Saliva, why hast thou forsaken me?
So I’m sitting in the big reclining chair, telling the dentist all about my strange situation.
“That’s a new one,” she said. “I usually hear the opposite problem.”
My problem, as I explained, is an abundant amount of saliva. It had been such an annoyance that I concluded there was something horribly wrong with me. After a few nights of Googling “too much saliva” gave me no answers but fed my hypochondriacal tendencies, I went running off to the dentist.
“We worry about dry mouth,” she said. Turns out that when something’s amiss in the mouth, the saliva’s the first thing to go.
She went on to tell me she sees patients everyday who aren’t making enough saliva, and it causes all kinds of problems. I asked if there was such thing as a saliva bank, because I would happily be a regular donor.
I’m bringing this up because of a career opportunity I had this week. I’ve always loved doing voiceover narration – whether in my news reports or for documentaries I’ve done at WQED-TV. I have what’s been described as a bright, authoritative voice – that’s what the guy said when he hired me to narrate a video he was producing.
I knew it would be a lot of talking, something I’m well-accustomed to from teaching three-hour college classes. There I am in front of the students, blah, blah, blah – and I never run out of saliva. And so I went into the recording studio with my throat all smooth and ready, and no water bottle. I didn’t need it.
The sound engineer handed me a stack of scripts and I began. It was technical subject matter, with plenty of long words about computer science and systems administration. With every paragraph, the words grew longer and the sentences, more complex.
And what the heck?
My mouth was drying up right before my very tongue. Two pages in, I went running to the water fountain down the hall. Slurp, slurp, slurp, and I was ready. By the time I was back in front of the microphone, I was parched again. With my tongue now Velcroed to the roof of my mouth, I had trouble saying words like “laptop” and “password.” After three tries, it was still coming out like slapworth.
“You need a drink?” the sound engineer said about 18 more times. Not wanting to be unprofessional, I avoided running back down the hall and tried, instead, to drum up some of my own saliva by thinking of Sour Patch Kids.
An hour in, my teeth were so desiccated my lips were curled above and below them. I looked like Mr. Ed.

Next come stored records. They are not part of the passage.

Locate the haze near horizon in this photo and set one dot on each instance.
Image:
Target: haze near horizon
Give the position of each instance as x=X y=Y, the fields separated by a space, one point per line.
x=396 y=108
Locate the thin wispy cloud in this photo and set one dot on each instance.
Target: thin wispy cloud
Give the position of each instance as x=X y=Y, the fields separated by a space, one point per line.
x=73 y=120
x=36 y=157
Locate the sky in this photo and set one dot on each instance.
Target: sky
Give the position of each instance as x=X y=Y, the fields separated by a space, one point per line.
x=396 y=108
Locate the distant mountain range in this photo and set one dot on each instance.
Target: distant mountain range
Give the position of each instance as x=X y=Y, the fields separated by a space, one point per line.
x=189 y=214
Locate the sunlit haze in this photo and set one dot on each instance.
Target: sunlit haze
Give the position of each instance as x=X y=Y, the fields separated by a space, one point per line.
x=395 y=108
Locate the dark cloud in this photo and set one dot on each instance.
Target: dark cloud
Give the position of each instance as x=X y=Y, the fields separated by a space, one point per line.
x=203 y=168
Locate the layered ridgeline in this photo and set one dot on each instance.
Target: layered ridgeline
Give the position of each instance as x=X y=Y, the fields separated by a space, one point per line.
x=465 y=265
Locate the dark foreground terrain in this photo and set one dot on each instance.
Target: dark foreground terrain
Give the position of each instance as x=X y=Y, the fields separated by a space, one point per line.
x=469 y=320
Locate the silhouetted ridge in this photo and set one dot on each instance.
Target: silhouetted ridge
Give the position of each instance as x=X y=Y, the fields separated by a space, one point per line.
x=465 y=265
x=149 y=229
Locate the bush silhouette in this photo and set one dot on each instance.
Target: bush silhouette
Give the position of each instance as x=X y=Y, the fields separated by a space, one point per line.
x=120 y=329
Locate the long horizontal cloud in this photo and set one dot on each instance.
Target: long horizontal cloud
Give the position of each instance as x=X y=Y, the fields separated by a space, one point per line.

I thought of kosher dill pickles and soldiered on.
I thought about telling the sound engineer I normally had much more saliva and also, was much cuter, but there were more lines to read.
I’m still wondering what happened in that sound room. Why did my saliva abandon me right then, when I needed it? Could it be that all the foam sound-absorbing material on the walls of the recording booth was absorbing more than just sound? Or was it just that the subject matter I was reading was so dry?
Whatever, I completed the last line readings. The engineer thanked me and told me, “Good job.” I shook his hand, walked out the door and ran down the hall to the water fountain.